And with a nod and another handshake that moved so fast their fingers blurred, they launched themselves onto their boards, leaving me to count down the seconds to Sunday.
S
unday finally arrived. It wheezed toward me asthmatically, refusing point-blank to take a hit on its inhaler, compounding my paranoia and fraying my nerves still further.
I'd focused on nothing but dropping off the top of the ramp for the first time. It occupied my every thought, awake or asleep.
As I brushed my teeth impatiently on Sunday morning, I stared into the mirror and cringed at the bags that hung beneath my eyes. I knew no one could look more tired than me. Until I saw Mom.
She was slumped at the kitchen table, every inch of her sagging as she clung to a steaming cup of coffee. I asked her if she was okay, but it took three attempts for her to even hear me.
“Hard week at college?” I asked again, wondering if I should try sign language instead.
She tried to smile, but failed. “No, no. Lots of fun. I think I'm getting the hang of it now.”
She wasn't herself. In fact, she wasn't my mom at all. Some kind of personality abduction had occurred. I felt like I should check the backyard for signs of a UFO. There had to be some explanation for what was going on.
She looked so different. Like someone had slapped twenty years on her by scrunching up her face like an old piece of paper. She rubbed self-consciously at her cheeks, the wrinkles fading momentarily before creasing again.
It freaked me out, of course it did, because Mom never, ever looked defeated by anything.
Defeat
wasn't in her vocabulary.
If anything or anyone had the audacity to challenge her or try to prove her wrong, she'd fight back, nails exposed and voice raised if necessary. She might have been a monumental pain in the nether regions, but at least she had energy and enthusiasm. She wouldn't have endlessly gone to night school for the past eight years without it.
So what had happened? I had to ask.
“Are you
sure
you're all right, Mom?”
She managed to raise her eyes to mine, and they twinkled with affection for a nanosecond before fizzling out.
“That's very nice of you to ask, Charlie. And I am. I'm just a bit tired, that's all.”
“Why don't you go back to bed, then? I'll bring your cup up for you if you like?”
I felt bad suggesting it, and there was no way she'd accept, but it'd be easier to sneak out if she was back under her comforter.
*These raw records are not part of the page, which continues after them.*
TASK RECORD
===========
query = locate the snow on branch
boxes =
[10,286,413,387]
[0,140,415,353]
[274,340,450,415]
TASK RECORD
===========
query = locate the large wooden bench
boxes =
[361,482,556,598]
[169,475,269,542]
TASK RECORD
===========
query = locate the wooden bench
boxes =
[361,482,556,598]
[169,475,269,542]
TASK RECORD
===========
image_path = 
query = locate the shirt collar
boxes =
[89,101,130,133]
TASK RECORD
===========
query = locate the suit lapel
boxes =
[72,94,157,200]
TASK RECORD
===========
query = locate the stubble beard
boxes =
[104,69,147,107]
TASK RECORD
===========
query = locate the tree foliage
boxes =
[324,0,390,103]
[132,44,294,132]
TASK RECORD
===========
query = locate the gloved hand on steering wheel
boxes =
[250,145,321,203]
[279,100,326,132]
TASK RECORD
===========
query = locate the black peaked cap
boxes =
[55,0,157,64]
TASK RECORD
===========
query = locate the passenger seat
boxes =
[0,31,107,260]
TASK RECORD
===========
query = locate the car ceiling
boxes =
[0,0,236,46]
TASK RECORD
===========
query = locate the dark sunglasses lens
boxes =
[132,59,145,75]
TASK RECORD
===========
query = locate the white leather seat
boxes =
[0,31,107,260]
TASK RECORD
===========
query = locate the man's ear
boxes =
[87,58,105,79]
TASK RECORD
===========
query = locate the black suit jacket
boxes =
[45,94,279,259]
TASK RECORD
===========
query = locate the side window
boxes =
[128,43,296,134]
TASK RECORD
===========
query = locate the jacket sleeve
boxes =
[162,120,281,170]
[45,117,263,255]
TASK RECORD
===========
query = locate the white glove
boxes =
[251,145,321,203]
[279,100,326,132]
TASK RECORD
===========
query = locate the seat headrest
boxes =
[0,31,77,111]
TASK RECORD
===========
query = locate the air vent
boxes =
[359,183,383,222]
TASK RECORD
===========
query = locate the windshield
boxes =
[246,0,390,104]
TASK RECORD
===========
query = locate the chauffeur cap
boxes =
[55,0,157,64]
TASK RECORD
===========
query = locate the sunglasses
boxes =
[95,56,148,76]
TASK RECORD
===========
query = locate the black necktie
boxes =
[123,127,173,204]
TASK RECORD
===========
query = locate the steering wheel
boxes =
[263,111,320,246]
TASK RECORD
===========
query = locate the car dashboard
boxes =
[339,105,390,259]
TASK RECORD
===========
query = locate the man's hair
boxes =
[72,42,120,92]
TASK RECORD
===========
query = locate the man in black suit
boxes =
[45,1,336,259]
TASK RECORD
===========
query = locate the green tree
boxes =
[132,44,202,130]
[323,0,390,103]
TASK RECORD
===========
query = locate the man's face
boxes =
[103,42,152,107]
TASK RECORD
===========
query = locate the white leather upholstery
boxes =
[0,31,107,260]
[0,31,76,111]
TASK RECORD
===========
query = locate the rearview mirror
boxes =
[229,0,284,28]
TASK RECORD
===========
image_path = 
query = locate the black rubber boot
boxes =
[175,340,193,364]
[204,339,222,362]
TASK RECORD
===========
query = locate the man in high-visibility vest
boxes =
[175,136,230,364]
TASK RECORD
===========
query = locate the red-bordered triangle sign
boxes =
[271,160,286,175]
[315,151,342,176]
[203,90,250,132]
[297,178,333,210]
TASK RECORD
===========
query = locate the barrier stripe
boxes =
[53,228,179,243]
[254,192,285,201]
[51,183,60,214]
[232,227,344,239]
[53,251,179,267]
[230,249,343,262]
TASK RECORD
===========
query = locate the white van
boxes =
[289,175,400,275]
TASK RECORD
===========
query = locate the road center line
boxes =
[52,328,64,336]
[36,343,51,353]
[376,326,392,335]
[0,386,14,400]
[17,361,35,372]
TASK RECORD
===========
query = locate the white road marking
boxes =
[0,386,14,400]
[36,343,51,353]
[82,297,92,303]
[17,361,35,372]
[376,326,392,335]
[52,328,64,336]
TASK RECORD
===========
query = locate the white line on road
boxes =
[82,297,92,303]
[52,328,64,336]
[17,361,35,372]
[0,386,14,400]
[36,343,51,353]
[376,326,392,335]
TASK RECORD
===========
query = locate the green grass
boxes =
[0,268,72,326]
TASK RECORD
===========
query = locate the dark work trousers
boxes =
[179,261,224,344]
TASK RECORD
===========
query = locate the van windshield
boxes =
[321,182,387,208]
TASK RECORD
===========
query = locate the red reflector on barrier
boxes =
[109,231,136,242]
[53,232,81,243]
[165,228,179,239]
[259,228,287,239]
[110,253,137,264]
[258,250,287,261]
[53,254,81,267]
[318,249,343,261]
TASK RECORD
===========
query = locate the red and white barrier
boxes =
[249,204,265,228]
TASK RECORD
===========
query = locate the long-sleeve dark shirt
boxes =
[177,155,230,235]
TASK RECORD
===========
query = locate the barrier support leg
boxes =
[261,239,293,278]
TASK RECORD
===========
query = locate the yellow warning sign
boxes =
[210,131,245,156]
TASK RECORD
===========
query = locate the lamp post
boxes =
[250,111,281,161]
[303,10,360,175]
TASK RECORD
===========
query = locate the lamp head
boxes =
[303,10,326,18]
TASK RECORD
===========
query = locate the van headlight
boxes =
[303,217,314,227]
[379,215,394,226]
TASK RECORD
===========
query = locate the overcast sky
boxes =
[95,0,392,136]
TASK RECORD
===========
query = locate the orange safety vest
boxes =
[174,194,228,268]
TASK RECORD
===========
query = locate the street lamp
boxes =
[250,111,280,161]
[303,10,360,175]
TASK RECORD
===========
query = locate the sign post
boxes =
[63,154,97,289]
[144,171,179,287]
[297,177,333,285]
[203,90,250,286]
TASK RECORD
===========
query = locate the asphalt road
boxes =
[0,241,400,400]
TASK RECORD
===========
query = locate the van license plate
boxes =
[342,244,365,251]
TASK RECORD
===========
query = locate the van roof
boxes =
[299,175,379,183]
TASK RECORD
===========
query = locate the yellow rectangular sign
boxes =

Easier on my guilt levels too, if I didn't have to lie to get out the door.
“Maybe I will. Another half an hour wouldn't do any harm, right?”
“Absolutely.” I nodded, though her answer made me want to probe further, dig into what on earth was going on.
We sat in silence for a minute. She looked like she might drown in her coffee cup if I abandoned her.
“Go on, then,” I whispered encouragingly in her ear. “Get yourself back to bed.”
I ushered her to the stairs, passing the cup into her hands as she climbed.
“I'm going out for a bit now. Be back for lunch.”
I braced myself for the inevitable question
Where to?
but it didn't come. Instead, she simply said, “Okay,” and closed the bedroom door behind her.
I frowned. It shouldn't have been so easy. There were no questions, no curfew, not even a searching look into my guilt-ridden eyes.
Puzzled, I considered abandoning all plans, until anticipation started to bite again at my gut.
Shaking all other thoughts out of my head, I pulled on my sneakers without unlacing them and eased the front door shut.
As I hit the street, I glanced backward once, to Mom's bedroom window, my heart leaping when I saw her figure filling the pane.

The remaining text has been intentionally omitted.